Mark Galeotti Mark Galeotti

What Boris should do about a problem like Putin’s Russia

(Getty images)

With Brexit, the arrival of a new US administration, and trade deals like the Trans-Pacific Partnership, the government’s foreign policy docket for 2021 will likely be pretty full, but in the odd spare moment, perhaps when he’s walking Dilyn, Boris might want to give some thought to his Russia policy. The great virtue is, after all, that there is pretty much nowhere to go but up.

Putin’s Russia is an antagonist, and although the threat is primarily through disinformation, espionage and subversion, the first necessity is a continued firm reaffirmation of the UK’s commitment to Nato. This is, after all, not just or even mainly as a source of common military defence, but a powerful statement of solidarity.

Solidarity should be the leitmotif, fitting in nicely with the new mood-music as we make nice to ‘our European neighbours.’ The intelligence services need to be properly funded and tasked, but also redoubling collaboration with partner agencies so we can maximise our common security. (And remind people that Britain is still a heavyweight in the intelligence world, after all.)

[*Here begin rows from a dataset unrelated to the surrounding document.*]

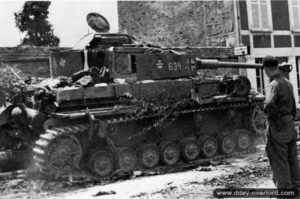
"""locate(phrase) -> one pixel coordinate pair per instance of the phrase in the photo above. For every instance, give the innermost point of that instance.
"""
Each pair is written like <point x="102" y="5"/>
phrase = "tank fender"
<point x="5" y="112"/>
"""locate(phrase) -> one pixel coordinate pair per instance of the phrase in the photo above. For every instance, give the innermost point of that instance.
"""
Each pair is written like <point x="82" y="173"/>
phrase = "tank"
<point x="133" y="106"/>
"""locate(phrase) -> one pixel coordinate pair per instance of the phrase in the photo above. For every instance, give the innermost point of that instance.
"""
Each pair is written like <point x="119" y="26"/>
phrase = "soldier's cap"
<point x="269" y="61"/>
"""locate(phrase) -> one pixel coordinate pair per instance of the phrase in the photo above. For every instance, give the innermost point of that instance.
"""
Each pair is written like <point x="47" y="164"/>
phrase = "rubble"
<point x="241" y="177"/>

More broadly, after the attempted murder of Sergei Skripal in 2018, Britain was able to muster a coalition of 28 other countries to expel Russian spies in response. It was a salutary rebuke and certainly raised London’s standing in Russian eyes, even as they fulminated. (That’s a point to remember: the more they complain, the more consequent it generally means we are.)

One such setback was not going to make Moscow change its ways, as we have seen from the poisoning of Alexei Navalny last year and the murder of a Chechen in Berlin in 2019. At best, it made the Russians more leery of further such ‘wet work’ in the UK.

Instead, London needs to be at the forefront in creating future ‘coalitions of the frustrated,’ when next Moscow egregiously violates the etiquette of modern statecraft.